Non-geographical Analysis#
Most of the datashader examples use geographic data, because it is so easily interpreted, but datashading will help exploration of any data dimensions. Here let’s start by plotting trip_distance
versus fare_amount
for the 12-million-point NYC taxi dataset from nyc_taxi.ipynb.
import hvplot.dask # noqa
from holoviews import opts
opts.defaults(
opts.Scatter(width=800, height=500, color='blue'),
opts.RGB(width=800, height=500),
opts.Curve(width=800))
Load NYC Taxi data#
These data have been transformed from the original database to a parquet file. It should take about 5 seconds to load (compared to 10-20 seconds when stored in the inefficient CSV file format).
import dask.dataframe as dd
usecols = ['trip_distance','fare_amount','tip_amount','passenger_count']
%%time
df = dd.read_parquet('data/nyc_taxi_wide.parq', engine='fastparquet')[usecols].persist()
CPU times: user 456 ms, sys: 123 ms, total: 579 ms
Wall time: 579 ms
df.tail()
trip_distance | fare_amount | tip_amount | passenger_count | |
---|---|---|---|---|
11842089 | 1.0 | 5.5 | 1.25 | 2 |
11842090 | 0.8 | 6.0 | 2.00 | 2 |
11842091 | 3.4 | 13.5 | 0.00 | 1 |
11842092 | 1.3 | 10.5 | 2.25 | 1 |
11842093 | 0.7 | 5.5 | 0.00 | 1 |
1000 points reveals the expected linear relationship#
samples = df.sample(frac=1e-4)
samples.hvplot.scatter('trip_distance', 'fare_amount', xlabel='Distance, miles',
ylabel='Fare, $', xlim=(0,15), ylim=(0,40), s=5)

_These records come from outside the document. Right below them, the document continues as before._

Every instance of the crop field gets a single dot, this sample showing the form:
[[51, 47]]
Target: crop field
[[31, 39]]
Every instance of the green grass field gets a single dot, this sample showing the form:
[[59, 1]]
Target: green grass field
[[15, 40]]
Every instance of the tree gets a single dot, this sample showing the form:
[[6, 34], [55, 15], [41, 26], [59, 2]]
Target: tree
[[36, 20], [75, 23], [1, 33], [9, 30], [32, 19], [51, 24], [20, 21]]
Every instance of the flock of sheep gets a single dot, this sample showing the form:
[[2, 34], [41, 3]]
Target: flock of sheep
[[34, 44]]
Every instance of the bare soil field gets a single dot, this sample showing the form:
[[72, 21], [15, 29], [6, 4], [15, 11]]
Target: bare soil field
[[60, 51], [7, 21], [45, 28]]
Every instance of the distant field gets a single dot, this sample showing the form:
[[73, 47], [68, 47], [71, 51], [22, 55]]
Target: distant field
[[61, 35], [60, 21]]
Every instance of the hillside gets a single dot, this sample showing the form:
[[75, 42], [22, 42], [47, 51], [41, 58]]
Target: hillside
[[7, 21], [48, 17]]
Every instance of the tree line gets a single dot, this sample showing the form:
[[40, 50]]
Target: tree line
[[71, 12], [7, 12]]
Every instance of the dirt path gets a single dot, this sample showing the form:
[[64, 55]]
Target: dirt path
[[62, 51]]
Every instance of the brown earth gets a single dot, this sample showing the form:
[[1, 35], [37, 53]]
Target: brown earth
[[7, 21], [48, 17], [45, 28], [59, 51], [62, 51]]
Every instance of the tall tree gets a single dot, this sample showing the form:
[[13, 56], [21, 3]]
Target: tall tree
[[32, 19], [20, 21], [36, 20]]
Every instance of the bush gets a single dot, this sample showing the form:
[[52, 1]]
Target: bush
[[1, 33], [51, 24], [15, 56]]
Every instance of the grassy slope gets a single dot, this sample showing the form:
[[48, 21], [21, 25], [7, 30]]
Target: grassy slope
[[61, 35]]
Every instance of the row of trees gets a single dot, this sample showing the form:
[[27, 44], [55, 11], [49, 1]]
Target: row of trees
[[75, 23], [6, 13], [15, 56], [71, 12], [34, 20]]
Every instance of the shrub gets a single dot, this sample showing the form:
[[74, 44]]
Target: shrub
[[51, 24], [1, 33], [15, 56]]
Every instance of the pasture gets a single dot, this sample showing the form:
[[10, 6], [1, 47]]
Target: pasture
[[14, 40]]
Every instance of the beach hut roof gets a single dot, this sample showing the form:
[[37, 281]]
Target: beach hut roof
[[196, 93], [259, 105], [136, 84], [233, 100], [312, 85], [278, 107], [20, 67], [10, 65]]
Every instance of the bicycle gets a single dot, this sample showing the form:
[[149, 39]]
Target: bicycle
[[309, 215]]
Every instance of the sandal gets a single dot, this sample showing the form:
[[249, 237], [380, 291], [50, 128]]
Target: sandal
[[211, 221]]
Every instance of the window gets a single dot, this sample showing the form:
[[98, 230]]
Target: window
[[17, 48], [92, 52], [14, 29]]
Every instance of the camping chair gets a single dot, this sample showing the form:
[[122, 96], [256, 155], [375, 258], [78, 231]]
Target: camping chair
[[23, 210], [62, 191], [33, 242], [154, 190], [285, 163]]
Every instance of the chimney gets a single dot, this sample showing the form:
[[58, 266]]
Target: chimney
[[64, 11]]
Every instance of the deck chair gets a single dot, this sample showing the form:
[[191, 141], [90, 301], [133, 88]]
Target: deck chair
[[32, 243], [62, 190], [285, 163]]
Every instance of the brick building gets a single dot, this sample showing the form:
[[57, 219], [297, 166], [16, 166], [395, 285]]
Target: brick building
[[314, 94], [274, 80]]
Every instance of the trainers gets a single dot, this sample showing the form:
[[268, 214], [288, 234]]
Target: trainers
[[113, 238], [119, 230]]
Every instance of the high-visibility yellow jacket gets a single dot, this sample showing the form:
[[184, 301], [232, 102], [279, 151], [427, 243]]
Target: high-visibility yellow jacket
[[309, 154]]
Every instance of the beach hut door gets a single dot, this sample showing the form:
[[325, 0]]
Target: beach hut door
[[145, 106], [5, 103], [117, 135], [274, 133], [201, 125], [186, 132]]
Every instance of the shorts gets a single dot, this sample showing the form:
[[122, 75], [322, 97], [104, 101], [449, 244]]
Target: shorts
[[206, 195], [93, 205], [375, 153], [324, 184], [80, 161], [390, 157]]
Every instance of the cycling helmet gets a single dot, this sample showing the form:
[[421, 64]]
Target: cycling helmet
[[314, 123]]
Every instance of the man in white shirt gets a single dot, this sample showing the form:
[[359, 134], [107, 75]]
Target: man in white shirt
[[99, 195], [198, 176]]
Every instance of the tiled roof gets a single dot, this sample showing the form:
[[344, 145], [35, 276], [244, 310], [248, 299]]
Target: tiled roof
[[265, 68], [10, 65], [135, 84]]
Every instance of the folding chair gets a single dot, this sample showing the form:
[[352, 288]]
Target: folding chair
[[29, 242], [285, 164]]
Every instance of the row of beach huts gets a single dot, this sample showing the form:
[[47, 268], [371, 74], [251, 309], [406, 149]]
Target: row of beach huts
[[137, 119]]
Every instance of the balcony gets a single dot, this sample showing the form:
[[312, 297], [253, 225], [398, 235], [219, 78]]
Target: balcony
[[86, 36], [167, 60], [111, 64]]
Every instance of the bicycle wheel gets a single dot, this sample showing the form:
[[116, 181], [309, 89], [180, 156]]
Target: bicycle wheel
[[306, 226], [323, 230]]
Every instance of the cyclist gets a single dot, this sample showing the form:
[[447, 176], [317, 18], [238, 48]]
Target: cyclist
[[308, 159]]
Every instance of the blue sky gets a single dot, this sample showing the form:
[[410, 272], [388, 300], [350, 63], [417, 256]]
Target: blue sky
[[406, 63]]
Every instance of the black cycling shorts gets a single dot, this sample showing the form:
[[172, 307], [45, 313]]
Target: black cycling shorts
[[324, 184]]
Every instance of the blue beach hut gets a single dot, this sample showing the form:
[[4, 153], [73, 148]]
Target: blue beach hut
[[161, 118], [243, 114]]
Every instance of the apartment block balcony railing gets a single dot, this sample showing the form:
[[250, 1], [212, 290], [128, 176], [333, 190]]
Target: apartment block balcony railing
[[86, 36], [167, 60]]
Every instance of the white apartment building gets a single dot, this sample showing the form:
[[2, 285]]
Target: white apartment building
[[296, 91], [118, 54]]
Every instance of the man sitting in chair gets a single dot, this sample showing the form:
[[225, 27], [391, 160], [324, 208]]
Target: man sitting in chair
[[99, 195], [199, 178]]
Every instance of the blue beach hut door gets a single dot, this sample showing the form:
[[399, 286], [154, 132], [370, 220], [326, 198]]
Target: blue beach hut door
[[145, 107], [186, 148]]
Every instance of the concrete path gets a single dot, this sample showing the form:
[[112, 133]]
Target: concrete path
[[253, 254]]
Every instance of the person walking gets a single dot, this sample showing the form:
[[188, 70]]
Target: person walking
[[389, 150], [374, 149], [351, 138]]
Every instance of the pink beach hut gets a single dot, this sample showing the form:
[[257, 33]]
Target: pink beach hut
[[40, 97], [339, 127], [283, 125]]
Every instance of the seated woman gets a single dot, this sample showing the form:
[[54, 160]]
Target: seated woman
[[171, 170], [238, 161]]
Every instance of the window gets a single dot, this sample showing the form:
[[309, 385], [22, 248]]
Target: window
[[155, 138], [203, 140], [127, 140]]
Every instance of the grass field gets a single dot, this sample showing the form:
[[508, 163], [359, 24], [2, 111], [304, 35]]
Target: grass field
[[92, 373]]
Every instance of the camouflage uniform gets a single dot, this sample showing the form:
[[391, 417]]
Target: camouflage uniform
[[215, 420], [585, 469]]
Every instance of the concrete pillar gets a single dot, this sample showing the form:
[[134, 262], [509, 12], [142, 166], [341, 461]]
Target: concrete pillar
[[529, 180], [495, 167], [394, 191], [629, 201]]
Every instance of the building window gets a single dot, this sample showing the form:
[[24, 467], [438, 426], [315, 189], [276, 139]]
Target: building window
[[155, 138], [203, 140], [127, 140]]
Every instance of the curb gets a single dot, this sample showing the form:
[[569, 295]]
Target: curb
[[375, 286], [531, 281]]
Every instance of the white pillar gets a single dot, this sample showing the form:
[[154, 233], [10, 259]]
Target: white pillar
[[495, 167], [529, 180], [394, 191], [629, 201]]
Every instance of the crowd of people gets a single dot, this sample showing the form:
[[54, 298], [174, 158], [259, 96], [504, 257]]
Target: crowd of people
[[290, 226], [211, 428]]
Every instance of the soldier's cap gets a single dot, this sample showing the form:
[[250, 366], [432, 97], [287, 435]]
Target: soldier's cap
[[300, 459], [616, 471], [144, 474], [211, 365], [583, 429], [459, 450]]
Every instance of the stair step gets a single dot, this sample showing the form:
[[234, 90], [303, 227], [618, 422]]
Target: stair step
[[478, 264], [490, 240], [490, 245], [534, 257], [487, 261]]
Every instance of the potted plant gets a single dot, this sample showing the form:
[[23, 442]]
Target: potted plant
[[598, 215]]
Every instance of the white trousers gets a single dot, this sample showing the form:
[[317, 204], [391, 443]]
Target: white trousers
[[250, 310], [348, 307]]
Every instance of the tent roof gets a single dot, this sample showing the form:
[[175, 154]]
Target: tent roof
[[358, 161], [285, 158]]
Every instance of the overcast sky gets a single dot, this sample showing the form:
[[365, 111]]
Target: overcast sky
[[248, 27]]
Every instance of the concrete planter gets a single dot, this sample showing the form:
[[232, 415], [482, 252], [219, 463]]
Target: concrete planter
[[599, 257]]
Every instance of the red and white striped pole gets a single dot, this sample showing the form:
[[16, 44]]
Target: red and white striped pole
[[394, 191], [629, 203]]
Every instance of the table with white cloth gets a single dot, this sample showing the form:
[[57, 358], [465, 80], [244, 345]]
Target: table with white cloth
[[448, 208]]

10,000 points show more detailed, systematic patterns in fares and times#
Perhaps there are different metering options, along with granularity in how times and fares are counted; in any case, the times and fares do not uniformly populate any region of this space:
samples = df.sample(frac=1e-3)
samples.hvplot.scatter('trip_distance', 'fare_amount', xlabel='Distance, miles',
ylabel='Fare, $', xlim=(0,15), ylim=(0,40), s=1)
Datashader reveals additional detail, especially when zooming in#
You can now see that there are a lot of points below the linear boundary, representing long trips for very little cost (presumably GPS errors?).
df.hvplot.scatter('trip_distance', 'fare_amount', rasterize=True, cnorm='eq_hist', dynspread=True,
threshold=1, max_px=1, xlabel='Distance, miles', ylabel='Fare, $', xlim=(0,15), ylim=(0,40))
Here we’re using a histogram-equalized color mapping function (cnorm='eq_hist'
) to reveal density differences across this space. If we used the default linear mapping, we can mainly see that there are a lot of values near the origin, but all the rest are colored the same minimum (defaulting to light blue) color:
df.hvplot.scatter('trip_distance', 'fare_amount', rasterize=True, dynspread=True, threshold=1,
max_px=1, xlabel='Distance, miles', ylabel='Fare, $', xlim=(0,15), ylim=(0,40))
Fares are discretized to the nearest 50 cents, making patterns less visible, but there is both an upward trend in tips as fares increase (as expected), but also a large number of tips higher than the fare itself, which is surprising:
df.hvplot.scatter('tip_amount', 'fare_amount', rasterize=True, cnorm='eq_hist', dynspread=True,
threshold=1, max_px=1, xlabel='Tip, $', ylabel='Fare, $', xlim=(0,25), ylim=(0,20))
Interestingly, tips go down when the number of passengers is greater than 1:
df.hvplot.scatter('passenger_count', 'tip_amount', rasterize=True, cnorm='log', x_sampling=0.5,
y_sampling=0.5, xlabel='Passengers', ylabel='Tip, $', xlim=(-0.5, 6.5), ylim=(0, 60))
Here we’ve reduced the resolution along the x axis so that instead of getting isolated points for this inherently discrete data, you can see more-visible horizontal line segments.
The above plots use the Hvplot library, which builds Bokeh, Plotly, and Matplotlib plots from high-level specifications.